圣上离开以后,陈贵妃才点了最后排的宫婢出列,“你去柴尚宫处当差吧。”
这天夜里,司徒佑破天荒地没有去长春宫就寝,而是去了瑾华宫。
瑾华宫是先皇后陆锦儿的住处,自她薨后便封置起来,陈设如前,日日有人打扫。
他看向陆锦儿的画像,画中的她依然是少女模样,一袭红装,明媚张扬,一双狐狸眼,勾人心魄,那是他初见她的模样。
“锦儿,朕最近觉得好累啊。朕曾经说过,要和你白头偕老,朕食言了;朕也说过,要把皇位传给咱们的孩子,可能又要食言了。钧儿和锐儿,一个痴情,一个暴戾,朕没得选啊。
朕现在才知道,皇位千钧重,足以让人改变模样。朕保不住你,保不住你哥哥,甚至连我们的孩子也保不住,锦儿,对不起……”
他声音凄惶,仿佛透过无情岁月,看见了多年前的陆锦儿,他们相逢于战火,她陪嫁两万军队支持他起兵,她率老弱残兵固守城池十二天等到他回援,她深明大义让司徒钧作质子,她深入敌城劝降敌将,这样美好的她,定格在了十年前。

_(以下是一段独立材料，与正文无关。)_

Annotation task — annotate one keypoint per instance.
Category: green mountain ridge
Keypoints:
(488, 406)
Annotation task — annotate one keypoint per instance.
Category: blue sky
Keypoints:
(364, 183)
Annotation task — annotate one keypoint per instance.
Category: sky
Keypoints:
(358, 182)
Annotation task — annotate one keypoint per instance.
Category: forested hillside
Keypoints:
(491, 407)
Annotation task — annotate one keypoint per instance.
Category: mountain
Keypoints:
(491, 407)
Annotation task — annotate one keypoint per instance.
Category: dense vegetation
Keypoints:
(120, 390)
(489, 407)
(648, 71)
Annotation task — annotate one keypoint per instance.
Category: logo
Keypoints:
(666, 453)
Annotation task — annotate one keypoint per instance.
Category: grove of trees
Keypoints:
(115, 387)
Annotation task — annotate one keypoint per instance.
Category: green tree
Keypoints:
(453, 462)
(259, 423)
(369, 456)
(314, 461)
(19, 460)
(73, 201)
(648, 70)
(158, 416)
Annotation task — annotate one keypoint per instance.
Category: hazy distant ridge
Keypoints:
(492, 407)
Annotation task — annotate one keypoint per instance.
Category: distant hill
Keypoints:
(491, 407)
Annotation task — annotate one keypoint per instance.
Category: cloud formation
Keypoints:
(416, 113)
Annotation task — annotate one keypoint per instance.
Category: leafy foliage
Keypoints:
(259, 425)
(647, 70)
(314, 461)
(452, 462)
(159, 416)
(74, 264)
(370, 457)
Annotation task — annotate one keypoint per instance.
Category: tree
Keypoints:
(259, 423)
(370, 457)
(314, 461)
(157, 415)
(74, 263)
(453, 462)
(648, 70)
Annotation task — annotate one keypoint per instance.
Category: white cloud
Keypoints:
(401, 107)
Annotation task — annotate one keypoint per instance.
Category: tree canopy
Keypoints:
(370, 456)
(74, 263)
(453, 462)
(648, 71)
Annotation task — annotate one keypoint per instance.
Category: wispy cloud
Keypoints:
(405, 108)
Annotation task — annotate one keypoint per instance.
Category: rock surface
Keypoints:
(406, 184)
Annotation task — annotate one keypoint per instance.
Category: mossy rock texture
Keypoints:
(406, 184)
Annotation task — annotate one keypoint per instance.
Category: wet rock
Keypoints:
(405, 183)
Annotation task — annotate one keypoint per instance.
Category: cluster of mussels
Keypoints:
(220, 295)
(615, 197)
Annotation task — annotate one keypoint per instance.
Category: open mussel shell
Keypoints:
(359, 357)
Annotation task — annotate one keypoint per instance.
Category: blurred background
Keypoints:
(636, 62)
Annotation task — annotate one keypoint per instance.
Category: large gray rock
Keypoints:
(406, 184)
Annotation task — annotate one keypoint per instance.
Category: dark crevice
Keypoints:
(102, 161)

长春宫里,陈贵妃久等司徒佑不至,忍不住问柴尚宫:“都处理干净了?圣上没发现什么吧。”
一旁的宋氏连忙回道:“姑妈放心吧,还魂散入水即化,无色无味,服用三天便可行事荒诞,服用一个月必然癫狂暴毙。御医们探脉,也只会得出为人狂躁、气血逆行的结论,不会查到咱们的。”
“好孩子,你家世代行医,我信得过你。”陈贵妃拍着她的手,暖声道,“孟春霖自从上次的事情以后,一直身体不太爽快,昨天提出来告老还乡。你爹任太医丞多年,终于可以前进一步了。”